Так я и уснул – с открытой книгой и включенным фонариком.
В те дни предчувствие чего-то плохого больше не донимало меня. Лишь однажды я ощутил нечто этакое: когда уезжал от лучшего друга в жаркий и душный город, к телевизору и запаху отцовского пота. «Скоро встретимся», – хлопнул меня по плечу Сережка. И тут я увидел все это – свое ожидание надвигающейся беды – в его глазах. Там эта беда и таилась, оттуда и брало начало мое предчувствие.
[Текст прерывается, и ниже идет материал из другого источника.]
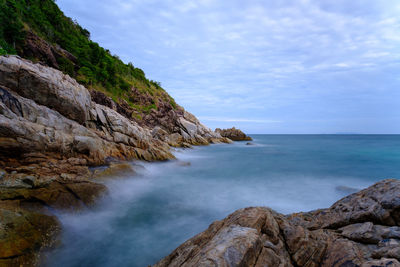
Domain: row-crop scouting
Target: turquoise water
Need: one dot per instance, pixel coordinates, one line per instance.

Автомобиль мчался по проселочной дороге, вздымая облака пыли, а я, погруженный в раздумья, трясся на заднем сиденье. В какой-то момент я даже испугался, что с Сережкой приключится беда, что он не вернется, и я никогда больше его не увижу. Но чуть позже я вспомнил слова Июля: он просто начал взрослеть.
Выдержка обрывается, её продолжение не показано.